Cohesion of regolith: Measurements of meteorite powders

• Published in: Icarus (New York, N.Y. 1962) Vol. 360; p. 114357
• Main Authors: Nagaashi, Yuuya, Aoki, Takanobu, Nakamura, Akiko M.
• Format: Journal Article
• Language: English
• Published: Elsevier Inc 15.05.2021
• ISSN: 0019-1035; 1090-2643
• DOI: 10.1016/j.icarus.2021.114357

The cohesion of particles has a significant effect on the properties of small bodies. In this study, we measured in open air, the cohesive forces of tens of micron-sized irregularly shaped meteorite, silica sand, glass powder, and spherical glass particles, using a centrifugal method. In addition, we estimated the amount of water vapor adsorbed on the particles under the measurement conditions. The measured cohesive forces of the meteorite particles are tens of times smaller than those of an ideally spherical silica particle and correspond to the submicron-scale effective (or equivalent) curvature radius of the particle surface. Moreover, based on the estimated amount of water vapor adsorbed on the particles, we expect the cohesive forces of the particles in airless bodies to be approximately 10 times larger than those measured in open air.
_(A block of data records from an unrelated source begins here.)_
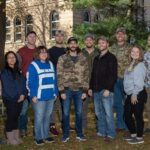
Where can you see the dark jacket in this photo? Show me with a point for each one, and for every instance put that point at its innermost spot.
(12, 88)
(104, 73)
(55, 53)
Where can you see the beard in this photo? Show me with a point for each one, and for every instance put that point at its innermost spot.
(59, 42)
(89, 46)
(73, 49)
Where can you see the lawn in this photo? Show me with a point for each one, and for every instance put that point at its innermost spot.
(93, 142)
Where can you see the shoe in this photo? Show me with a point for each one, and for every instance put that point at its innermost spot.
(10, 138)
(53, 130)
(128, 138)
(119, 130)
(147, 130)
(23, 133)
(99, 134)
(17, 136)
(72, 129)
(81, 138)
(65, 139)
(136, 141)
(107, 140)
(39, 142)
(49, 140)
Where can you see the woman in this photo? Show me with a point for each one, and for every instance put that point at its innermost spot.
(41, 83)
(136, 96)
(13, 94)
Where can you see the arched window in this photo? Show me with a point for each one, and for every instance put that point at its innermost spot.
(86, 17)
(8, 30)
(54, 23)
(17, 27)
(28, 24)
(96, 18)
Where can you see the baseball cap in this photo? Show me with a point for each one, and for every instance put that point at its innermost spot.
(103, 38)
(72, 39)
(121, 29)
(61, 32)
(88, 36)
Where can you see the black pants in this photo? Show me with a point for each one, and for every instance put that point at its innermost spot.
(13, 110)
(133, 114)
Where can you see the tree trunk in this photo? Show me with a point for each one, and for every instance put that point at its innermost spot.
(2, 31)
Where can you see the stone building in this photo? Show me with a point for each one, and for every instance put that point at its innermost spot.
(44, 17)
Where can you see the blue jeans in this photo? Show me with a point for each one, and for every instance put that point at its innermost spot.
(23, 118)
(42, 112)
(104, 113)
(66, 105)
(119, 99)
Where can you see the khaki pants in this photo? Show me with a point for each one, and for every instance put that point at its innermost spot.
(147, 109)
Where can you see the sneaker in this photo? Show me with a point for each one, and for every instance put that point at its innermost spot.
(128, 138)
(49, 140)
(39, 142)
(72, 129)
(53, 130)
(99, 134)
(65, 139)
(81, 138)
(136, 141)
(119, 130)
(23, 133)
(107, 139)
(147, 130)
Based on the measurement results, we estimate that the cohesive forces of the particles on asteroids are typically in the sub-micro-Newton range, and that the particles on fast-rotating asteroids are tens of microns in size. •We measured the cohesive forces of tens of micron-sized meteorite particles.•The forces were tens of times smaller than those of an ideal silica sphere.•We measured the amount of water vapor adsorbed on the particles.•Approximately two water-vapor adsorption layers were estimated.•The cohesive force of asteroidal particles would be typically in sub-micronewtons.